The few things to know about BIN/BINX files and their handling in R

by Sebastian Kreutzer (June 6, 2021)

Luminescence >= 0.9.0

Creative Commons
Attribution-NonCommercial-NoDerivatives 4.0
International License

1 What is meant with BIN/BINX files?
2 The structure of BIN/BINX files
- 2.1 @METADATA
- 2.2 @DATA
3 File processing and curve selection
4 What about RLum-objects?
5 Some final remarks
References

I’ve realised over some time now that many users seem to have struggles to efficiently process BIN/BINX files with the package Luminescence. The function to import BIN/BINX files was around even before the package was released, and Luminescence became a community project. If there is any ambiguity, I feel somehow obliged to lift the fog.

Having said that, with this tutorial, I will try to shed a little bit of light on BIN/BINX file handling using Luminescence, hopefully making it a perhaps more joyful experience.

1 What is meant with BIN/BINX files?

When I talk about BIN/BINX files, I refer to files with the ending *.bin or *.binx mainly produced by the commercially available Risø luminescence readers. These files contain the measurement data (typically everything that the photomultiplier detects) produced by the TL/OSL readers of that company in a binary file format. Over the many years these machines have been around, the file format design changed slightly, leading to at least six different versions. Version 3 to version 8, all supported Luminescence. Perhaps while I am writing this tutorial, there is already a new version around, I am just not (yet) aware of. If so, please notify me.

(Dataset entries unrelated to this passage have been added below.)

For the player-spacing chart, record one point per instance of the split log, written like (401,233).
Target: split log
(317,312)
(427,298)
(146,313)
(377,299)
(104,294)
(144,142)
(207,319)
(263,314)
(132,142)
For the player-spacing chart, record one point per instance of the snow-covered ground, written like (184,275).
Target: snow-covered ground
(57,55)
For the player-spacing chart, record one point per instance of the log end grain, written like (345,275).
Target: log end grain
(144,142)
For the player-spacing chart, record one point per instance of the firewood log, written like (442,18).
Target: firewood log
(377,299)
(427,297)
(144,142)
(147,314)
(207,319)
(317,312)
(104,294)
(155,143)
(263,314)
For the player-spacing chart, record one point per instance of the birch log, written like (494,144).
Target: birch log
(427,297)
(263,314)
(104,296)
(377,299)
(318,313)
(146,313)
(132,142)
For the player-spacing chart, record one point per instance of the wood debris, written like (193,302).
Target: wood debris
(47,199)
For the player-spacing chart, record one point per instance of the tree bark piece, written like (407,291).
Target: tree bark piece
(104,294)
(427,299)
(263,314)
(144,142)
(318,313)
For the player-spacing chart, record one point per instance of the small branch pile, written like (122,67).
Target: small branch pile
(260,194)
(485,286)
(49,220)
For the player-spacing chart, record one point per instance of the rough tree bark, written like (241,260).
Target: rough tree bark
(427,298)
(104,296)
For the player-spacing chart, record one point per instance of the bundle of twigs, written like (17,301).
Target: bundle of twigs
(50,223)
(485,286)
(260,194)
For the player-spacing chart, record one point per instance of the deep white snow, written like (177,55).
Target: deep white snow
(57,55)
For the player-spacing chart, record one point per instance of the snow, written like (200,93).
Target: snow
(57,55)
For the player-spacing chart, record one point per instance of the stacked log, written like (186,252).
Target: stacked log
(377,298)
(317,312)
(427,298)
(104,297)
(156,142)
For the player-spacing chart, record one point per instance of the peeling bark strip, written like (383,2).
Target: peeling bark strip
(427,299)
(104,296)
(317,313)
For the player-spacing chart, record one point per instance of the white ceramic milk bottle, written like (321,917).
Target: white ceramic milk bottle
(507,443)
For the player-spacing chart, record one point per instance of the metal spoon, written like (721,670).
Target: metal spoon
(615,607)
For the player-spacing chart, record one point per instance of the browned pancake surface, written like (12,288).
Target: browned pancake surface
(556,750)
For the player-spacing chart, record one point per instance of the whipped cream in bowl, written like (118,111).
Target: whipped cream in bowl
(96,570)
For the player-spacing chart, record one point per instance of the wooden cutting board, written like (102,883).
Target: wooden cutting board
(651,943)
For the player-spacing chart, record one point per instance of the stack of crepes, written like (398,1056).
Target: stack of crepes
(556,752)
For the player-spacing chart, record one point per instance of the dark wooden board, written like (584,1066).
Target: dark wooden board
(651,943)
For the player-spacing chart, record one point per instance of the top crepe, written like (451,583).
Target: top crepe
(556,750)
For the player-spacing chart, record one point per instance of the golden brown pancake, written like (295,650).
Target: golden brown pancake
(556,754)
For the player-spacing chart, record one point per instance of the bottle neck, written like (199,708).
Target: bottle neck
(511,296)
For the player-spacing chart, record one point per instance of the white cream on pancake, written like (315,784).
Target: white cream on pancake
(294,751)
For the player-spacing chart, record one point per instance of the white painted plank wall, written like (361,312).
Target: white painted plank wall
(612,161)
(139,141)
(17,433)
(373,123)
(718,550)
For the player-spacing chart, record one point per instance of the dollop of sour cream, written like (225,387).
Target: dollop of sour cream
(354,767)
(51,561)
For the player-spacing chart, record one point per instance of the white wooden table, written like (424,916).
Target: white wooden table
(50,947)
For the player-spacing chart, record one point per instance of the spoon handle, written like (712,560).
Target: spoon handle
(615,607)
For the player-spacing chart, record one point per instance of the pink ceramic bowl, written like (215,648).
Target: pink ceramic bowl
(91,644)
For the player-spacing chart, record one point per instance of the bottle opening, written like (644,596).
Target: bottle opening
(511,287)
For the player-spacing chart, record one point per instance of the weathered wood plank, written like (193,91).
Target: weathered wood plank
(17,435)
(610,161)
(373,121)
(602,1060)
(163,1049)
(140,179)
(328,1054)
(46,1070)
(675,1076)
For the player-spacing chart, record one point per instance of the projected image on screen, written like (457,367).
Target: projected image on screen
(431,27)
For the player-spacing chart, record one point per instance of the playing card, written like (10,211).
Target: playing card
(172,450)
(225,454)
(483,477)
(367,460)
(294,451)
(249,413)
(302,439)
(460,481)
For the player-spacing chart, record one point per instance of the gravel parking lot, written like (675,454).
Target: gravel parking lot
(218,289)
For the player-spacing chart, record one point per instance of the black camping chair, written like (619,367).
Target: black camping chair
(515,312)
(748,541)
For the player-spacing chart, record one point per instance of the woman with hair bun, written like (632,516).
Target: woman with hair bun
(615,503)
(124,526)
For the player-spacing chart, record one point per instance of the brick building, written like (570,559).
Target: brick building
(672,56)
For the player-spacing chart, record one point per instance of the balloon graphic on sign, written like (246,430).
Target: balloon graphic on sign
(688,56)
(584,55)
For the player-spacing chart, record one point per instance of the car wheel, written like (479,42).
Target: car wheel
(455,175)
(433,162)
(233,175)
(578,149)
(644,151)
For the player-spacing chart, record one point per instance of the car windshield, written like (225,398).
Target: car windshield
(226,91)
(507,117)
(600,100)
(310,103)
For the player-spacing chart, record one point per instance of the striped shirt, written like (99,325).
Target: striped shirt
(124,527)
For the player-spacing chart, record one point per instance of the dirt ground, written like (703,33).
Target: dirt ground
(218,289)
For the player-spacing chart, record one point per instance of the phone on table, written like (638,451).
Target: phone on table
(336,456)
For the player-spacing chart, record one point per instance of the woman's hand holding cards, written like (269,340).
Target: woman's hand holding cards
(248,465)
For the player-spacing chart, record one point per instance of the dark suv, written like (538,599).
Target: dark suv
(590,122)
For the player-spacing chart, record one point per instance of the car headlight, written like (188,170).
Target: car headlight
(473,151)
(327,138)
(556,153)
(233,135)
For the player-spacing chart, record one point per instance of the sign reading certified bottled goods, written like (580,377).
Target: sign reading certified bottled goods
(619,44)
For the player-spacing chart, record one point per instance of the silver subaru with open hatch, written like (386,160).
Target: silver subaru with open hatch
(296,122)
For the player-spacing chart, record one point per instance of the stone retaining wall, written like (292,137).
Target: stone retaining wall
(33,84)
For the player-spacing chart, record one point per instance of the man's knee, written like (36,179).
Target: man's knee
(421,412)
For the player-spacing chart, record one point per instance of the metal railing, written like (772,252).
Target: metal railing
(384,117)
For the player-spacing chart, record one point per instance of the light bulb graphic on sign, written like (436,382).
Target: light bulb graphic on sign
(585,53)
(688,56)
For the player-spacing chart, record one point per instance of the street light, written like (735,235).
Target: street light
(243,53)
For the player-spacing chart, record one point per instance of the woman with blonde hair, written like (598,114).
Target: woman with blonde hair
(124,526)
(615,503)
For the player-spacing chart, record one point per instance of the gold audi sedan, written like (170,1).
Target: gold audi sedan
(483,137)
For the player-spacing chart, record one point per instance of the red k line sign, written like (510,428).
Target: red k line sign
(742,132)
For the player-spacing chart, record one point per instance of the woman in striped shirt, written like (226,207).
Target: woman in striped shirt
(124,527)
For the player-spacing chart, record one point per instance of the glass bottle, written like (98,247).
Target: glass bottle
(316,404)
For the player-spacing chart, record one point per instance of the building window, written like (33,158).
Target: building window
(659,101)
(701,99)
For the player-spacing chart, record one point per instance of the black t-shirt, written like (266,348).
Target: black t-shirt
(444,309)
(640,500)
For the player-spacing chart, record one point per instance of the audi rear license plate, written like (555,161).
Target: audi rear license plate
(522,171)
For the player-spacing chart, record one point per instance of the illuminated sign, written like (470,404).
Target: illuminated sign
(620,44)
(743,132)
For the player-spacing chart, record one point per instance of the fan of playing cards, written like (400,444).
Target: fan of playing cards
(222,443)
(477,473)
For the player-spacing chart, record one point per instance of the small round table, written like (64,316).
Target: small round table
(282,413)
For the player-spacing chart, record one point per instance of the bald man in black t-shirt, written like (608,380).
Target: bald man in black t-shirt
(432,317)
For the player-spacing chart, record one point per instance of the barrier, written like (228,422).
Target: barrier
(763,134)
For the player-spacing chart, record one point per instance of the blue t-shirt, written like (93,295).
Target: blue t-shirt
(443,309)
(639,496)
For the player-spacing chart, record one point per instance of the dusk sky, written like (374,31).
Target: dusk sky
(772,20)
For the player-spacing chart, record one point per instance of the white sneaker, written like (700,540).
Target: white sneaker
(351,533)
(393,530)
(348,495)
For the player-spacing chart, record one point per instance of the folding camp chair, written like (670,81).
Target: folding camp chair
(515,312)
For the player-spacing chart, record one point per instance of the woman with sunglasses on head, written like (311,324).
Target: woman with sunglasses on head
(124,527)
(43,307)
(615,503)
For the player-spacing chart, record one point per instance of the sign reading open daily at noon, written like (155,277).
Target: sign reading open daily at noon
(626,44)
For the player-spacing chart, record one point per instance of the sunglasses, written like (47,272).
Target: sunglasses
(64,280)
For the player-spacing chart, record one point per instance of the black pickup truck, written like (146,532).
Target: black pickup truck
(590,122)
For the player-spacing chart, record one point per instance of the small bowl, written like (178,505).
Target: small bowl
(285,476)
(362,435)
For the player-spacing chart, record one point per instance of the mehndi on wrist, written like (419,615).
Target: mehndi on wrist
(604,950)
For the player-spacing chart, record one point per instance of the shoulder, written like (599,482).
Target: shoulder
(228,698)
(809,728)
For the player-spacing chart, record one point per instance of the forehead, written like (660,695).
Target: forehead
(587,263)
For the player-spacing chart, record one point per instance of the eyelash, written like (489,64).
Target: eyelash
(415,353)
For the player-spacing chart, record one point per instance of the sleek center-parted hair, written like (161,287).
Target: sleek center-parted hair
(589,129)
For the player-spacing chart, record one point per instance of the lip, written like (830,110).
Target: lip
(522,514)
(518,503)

The important thing to know about these different versions is that they are not really compatible. The part of the file that includes the metadata (we will talk about it later), differ in length and partly in byte order. I realised this first when I, proud about my first R functions, could not import any more new files after we had updated the system software of our reader. The good news is that the Risø guys have always been very supportive and shared the format documentation, which allowed me to provide timely and good format support in Luminescence. A few more details about the format can be found by typing ?`Risoe.BINfileData-class` in the R terminal.

2 The structure of BIN/BINX files

The easiest way to import BIN/BINX files is to call the function read_BIN2R(). The function will automatically determine the format version. The file name extension does not matter, and both endings *.bin and *.binx (rule of thumb: everything >= V4 has the ending *.binx) are supported. So, the most straightforward code snippet reads:

library(Luminescence)
file <- "20101027_BT707_MAIN_CGQ.BIN"
bin_data <- read_BIN2R(file, txtProgressBar = FALSE)

## 
## [read_BIN2R()]
##   >> 20101027_BT707_MAIN_CGQ.BIN
##   >> 792 records have been read successfully!

Where file is a character to your BIN/BINX file. For this tutorial, I will use a dataset I have measured during my PhD. Measured was a quartz coarse grain sample from the loess section Seilitz in Saxony, Germany (Meszner et al. 2013). The parameter txtProgressBar = FALSE suppresses the import progress bar shown in the terminal, something that is not of relevance here.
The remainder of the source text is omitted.